Friday, April 24, 2015

Major Project (2nd draft)

                          The big data bootstrap

Kleiner et al. (2012) proposed a method to develop the original bootstrap method (Efron, 1979) for a very large dataset called big data. Kleiner’s method is called the Bag of Little Bootstraps (BLB) which is combined the original bootstrap with sub-sampling technique (Polistis et al., 1999) to reduce a computation in the bootstrap process. As a result, BLB only requires a computation on small subsets less than the original bootstrap. Efron (1979) showed that each bootstrap re-sample consists of 0.632n distinct data, which is very large if n is large, while each BLB re-sample contains smaller than 0.632n distinct data. The number of BLB re-sample may be chosen nγ where γ ϵ [0.5,1]. This paper used different simulated datasets with generating distributions (Bernoulli, Normal, and Gamma) and UCI datasets (real data) for comparing the experiments of the BLB and the bootstrap. Two different settings were considered: Regression and classification where n was set to be 20,000. The results showed that BLB normally requires less time than the bootstrap with the same high accuracy. Due to the large re-samples of bootstrap recalled 63% of data in each computation of re-sample, if the number of data is very large, it may overflow in computer’s memory. In contrast, BLB can reduce the number of re-sample of data in each computation. For example, if n = 1 TB, each bootstrap re-sample contains approximately 632 GB. But BLB subsample and re-sample can be chosen (γ =0.6) approximately 4GB in each computation. The researchers suggested that BLB can also use parallel computing architectures. 

This study provides the results of experiments and theoretical investigation, including a study of its statistical performance. However there are some limitations.

All computing in the bootstrap process are used on RAM, however the very large original dataset is to be stored in a computer’s hard drive.
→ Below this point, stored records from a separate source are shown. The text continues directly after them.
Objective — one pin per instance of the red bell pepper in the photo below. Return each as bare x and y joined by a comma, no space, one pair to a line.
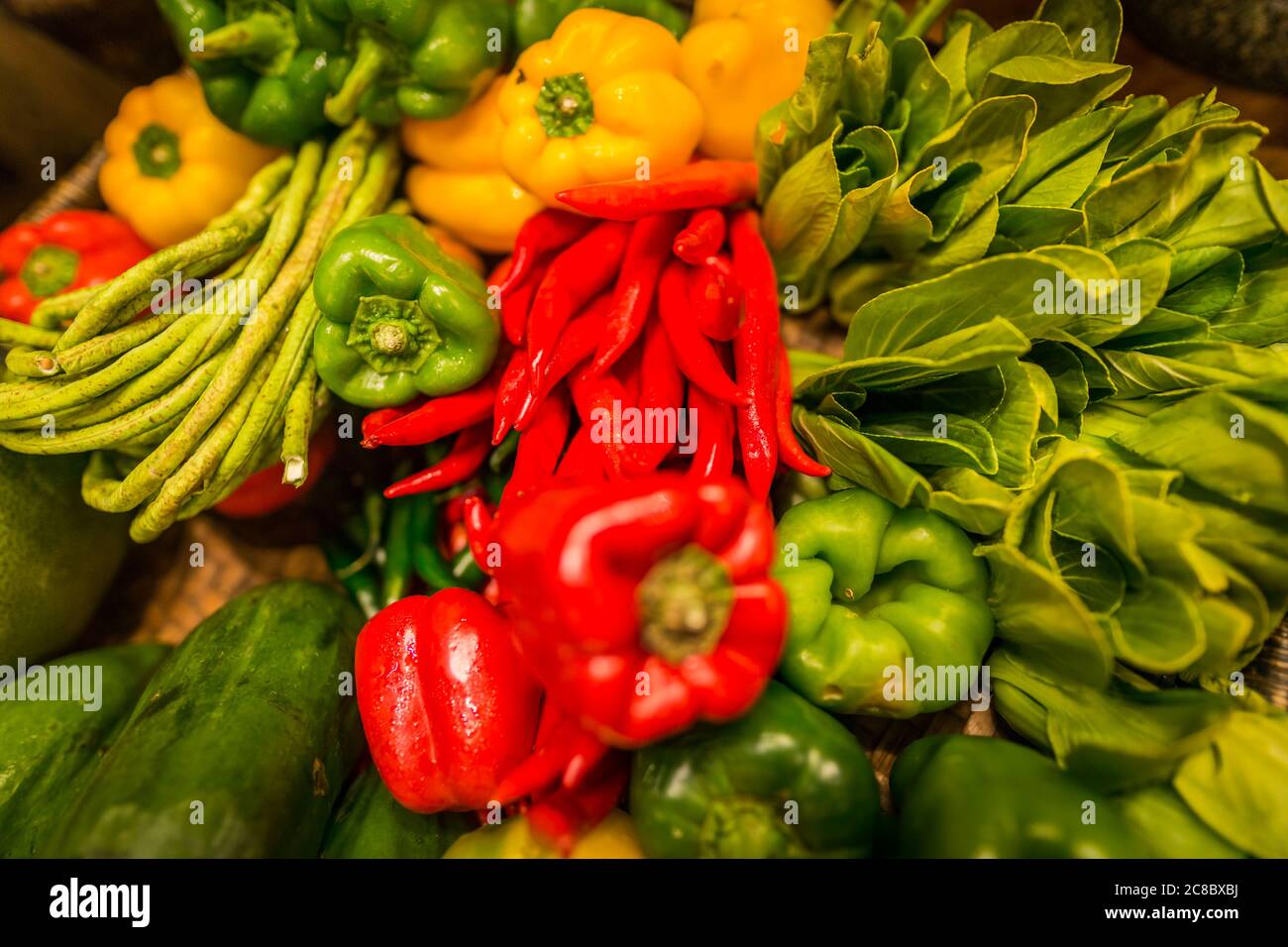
643,605
64,252
446,703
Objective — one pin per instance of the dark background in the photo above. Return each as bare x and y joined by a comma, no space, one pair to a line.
64,65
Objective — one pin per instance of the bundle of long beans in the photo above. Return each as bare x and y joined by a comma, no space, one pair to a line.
184,403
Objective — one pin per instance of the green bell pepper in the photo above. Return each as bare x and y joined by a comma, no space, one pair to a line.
785,781
258,76
421,58
278,69
399,317
887,607
988,797
536,20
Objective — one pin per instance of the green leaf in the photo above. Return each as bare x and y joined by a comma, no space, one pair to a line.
1103,18
1041,618
912,438
1061,86
1157,628
1236,784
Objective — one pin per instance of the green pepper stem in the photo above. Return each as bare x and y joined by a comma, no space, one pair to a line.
258,35
369,64
684,604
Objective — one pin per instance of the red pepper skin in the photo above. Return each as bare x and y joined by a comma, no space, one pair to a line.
467,457
715,298
712,460
790,450
698,184
755,351
572,562
645,256
578,274
541,234
446,702
434,419
660,386
64,252
700,237
542,444
694,351
263,492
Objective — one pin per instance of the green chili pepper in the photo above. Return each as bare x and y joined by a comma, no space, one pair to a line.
399,317
536,20
784,781
986,797
883,602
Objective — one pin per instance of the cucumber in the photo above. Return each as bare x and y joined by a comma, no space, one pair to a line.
370,823
56,556
240,744
48,749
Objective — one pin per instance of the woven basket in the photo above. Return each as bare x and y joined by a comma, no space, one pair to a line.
161,595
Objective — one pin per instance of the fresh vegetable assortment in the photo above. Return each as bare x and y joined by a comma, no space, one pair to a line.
629,565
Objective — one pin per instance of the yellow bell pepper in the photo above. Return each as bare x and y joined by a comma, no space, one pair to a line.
171,166
599,101
742,58
613,838
462,184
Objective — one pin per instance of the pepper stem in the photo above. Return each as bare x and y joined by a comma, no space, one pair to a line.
48,269
684,602
265,38
372,60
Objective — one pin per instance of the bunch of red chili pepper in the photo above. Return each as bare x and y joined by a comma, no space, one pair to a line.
576,302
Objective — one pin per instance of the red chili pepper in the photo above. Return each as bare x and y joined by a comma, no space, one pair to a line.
790,450
755,351
575,277
661,406
698,184
514,395
643,605
436,418
599,399
645,256
702,236
715,299
263,492
446,702
542,444
715,432
467,457
694,351
540,235
64,252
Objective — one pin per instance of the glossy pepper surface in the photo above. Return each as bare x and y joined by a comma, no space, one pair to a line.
785,781
613,838
537,20
171,166
743,56
257,73
460,183
643,605
399,317
597,101
988,797
64,252
446,705
876,594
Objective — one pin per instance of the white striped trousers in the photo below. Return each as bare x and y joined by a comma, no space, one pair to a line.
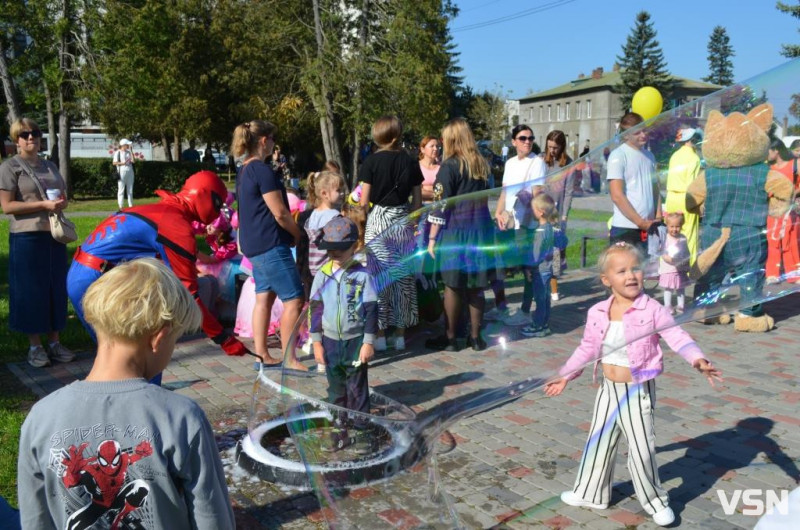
625,408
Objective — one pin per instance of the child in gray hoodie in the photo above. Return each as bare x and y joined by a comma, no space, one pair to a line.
343,319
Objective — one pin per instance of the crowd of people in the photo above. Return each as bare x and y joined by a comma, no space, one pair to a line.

The researchers may have some problems when the dataset is larger than the dataset in the experiment.

A parameter γ is an important factor in this paper. To find an optimal value γ, a parameter γ was varied in the experiments. As the result, it seems that γ = 0.7 is a reasonable and effective choice in many datasets. But the researchers did not explain or prove that assumption. In the real world, the parameter γ should not be constant, it should be properly chosen depending on each dataset.

The researchers did not say in the depth details such as how to set any parameters on each tool. As a result, the experiments could not be repeated in the same way. And the results were only shown in some graphs over relative error vs. time (sec).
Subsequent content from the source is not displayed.